No, but you should w8 for other on the forum.


----------



## olan305 (Jun 12, 2007)

*Re: i cant get warrock to play on vista*

hey mines just sais a bunch of errors look in this site mines th eone with th epicture so u can see wut mines said 


http://forum.warrock.net/index.php?showtopic=60321&st=0


----------



## croat4life23 (Feb 26, 2008)

*Re: i cant get warrock to play on vista*



twodoggzcaged said:


> one message i do get is windows tells me it has swithched to vista basic because the program im tryin to run(warrock) does not work with my color scheme or somethin like that


i have a problem where i log in then my guy and all the butons like play and maps change it to colors like mized and i cant see whats goes on it like whe in movies they make games it all colors:4-dontkno


----------



## turi (Feb 26, 2008)

*Re: i cant get warrock to play on vista*

restart your com and sxit your firewall and then try it


----------



## redsox925 (Apr 13, 2008)

*Re: i cant get warrock to play on vista*

hey i can run it on vista but i have one question i talk on ventrilo and when i try to talk while playing it does not let me can anyone plz help me ty


----------



## Rodpwnz (Jun 7, 2008)

*Re: i cant get warrock to play on vista*

Hey, I found a website that might fix ur problem, you might wanna try doing this....http://www.petri.co.il/vista_aero_performance_issues.htm

:grin:


----------



## Windows70s (Aug 29, 2008)

*Re: i cant get warrock to play on vista*

Did you try to run it as an administrator?
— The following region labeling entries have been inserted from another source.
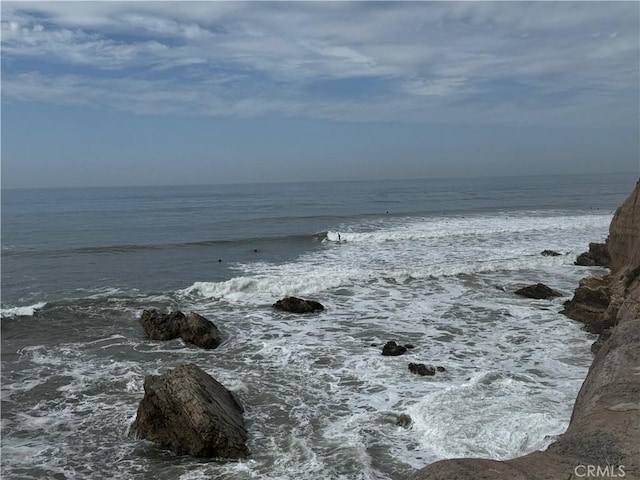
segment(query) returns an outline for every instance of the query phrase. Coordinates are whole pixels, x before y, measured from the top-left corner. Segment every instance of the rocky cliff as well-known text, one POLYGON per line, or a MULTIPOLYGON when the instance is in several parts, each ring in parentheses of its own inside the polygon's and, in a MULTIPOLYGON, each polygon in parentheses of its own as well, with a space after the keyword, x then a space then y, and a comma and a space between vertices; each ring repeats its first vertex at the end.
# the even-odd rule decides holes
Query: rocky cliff
POLYGON ((546 451, 443 460, 411 480, 640 479, 640 182, 616 211, 606 246, 611 273, 584 279, 565 305, 601 334, 567 431, 546 451))

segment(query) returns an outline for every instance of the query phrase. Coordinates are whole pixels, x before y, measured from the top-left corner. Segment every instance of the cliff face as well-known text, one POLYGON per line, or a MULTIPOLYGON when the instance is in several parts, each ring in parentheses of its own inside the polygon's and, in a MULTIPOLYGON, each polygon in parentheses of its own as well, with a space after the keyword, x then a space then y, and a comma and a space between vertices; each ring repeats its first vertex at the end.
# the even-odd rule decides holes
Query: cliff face
POLYGON ((611 273, 580 282, 565 313, 601 333, 567 431, 544 452, 507 461, 453 459, 411 480, 640 479, 640 182, 607 239, 611 273), (598 470, 599 468, 599 470, 598 470))
POLYGON ((640 266, 640 182, 629 198, 616 210, 609 227, 607 250, 613 273, 640 266))

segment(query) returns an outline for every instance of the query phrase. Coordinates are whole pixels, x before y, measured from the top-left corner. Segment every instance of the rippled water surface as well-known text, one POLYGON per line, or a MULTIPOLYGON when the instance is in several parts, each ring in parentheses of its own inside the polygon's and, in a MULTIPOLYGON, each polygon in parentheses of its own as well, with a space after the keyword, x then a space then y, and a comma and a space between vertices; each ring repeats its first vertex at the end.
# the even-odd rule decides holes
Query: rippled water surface
POLYGON ((3 191, 2 476, 400 479, 545 448, 592 358, 558 314, 597 271, 573 260, 634 180, 3 191), (564 297, 512 293, 536 282, 564 297), (274 311, 285 295, 326 309, 274 311), (149 341, 144 308, 197 311, 225 342, 149 341), (388 340, 416 348, 383 357, 388 340), (249 460, 128 437, 144 376, 187 362, 242 400, 249 460))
That worked for me with many games.


----------



## knommonk5 (Oct 22, 2008)

*Re: i cant get warrock to play on vista*



1 g0t 0wn3d said:


> No, but you should w8 for other on the forum.


I need help to!
i have Vista now but had xp
Can u try to tell me some ways to make my warrock work?
ill send all information u need just ask


----------



## ypkx (Mar 31, 2007)

wow this thread is old. 

check your system requirements first. there are plenty of texture bugs included with warrock, you will never get anything perfect in this game. 
something i must add, should any of your warrock files been moderated purposely could lead to texture bugs like the ones you guys are talking about, hacks etc. some hacks have a huge side effect to the files you have and could even mean you wont be able to fix it by just reinstalling it. 

warrock should run fine with vista, it has since vista came out. 
texture bugs should always be asked at the warrock forums. 
if you have a very recent problem like the new patch which was released last night, including the new anti-hackshield. This is because the new hack program is in beta mode for k2 and the patch wasnt updated properly.
Running warrock in admin mode will stop some troubles.

The problem about ventrilo, some of my own team mates at (K-Othic multigaming) have the same problem only with teamspeak. this is something im not very major at but i found a cure for it, put your voice chat system; teamspeak, ventrilo, mumle, xfire ON VOICE ACTIVATION. I realise that sometimes this problem arises when having to press the button you have to talk on chat systems.. voice activation has been the ultimate remedy to this, though havent found the real problem caused. 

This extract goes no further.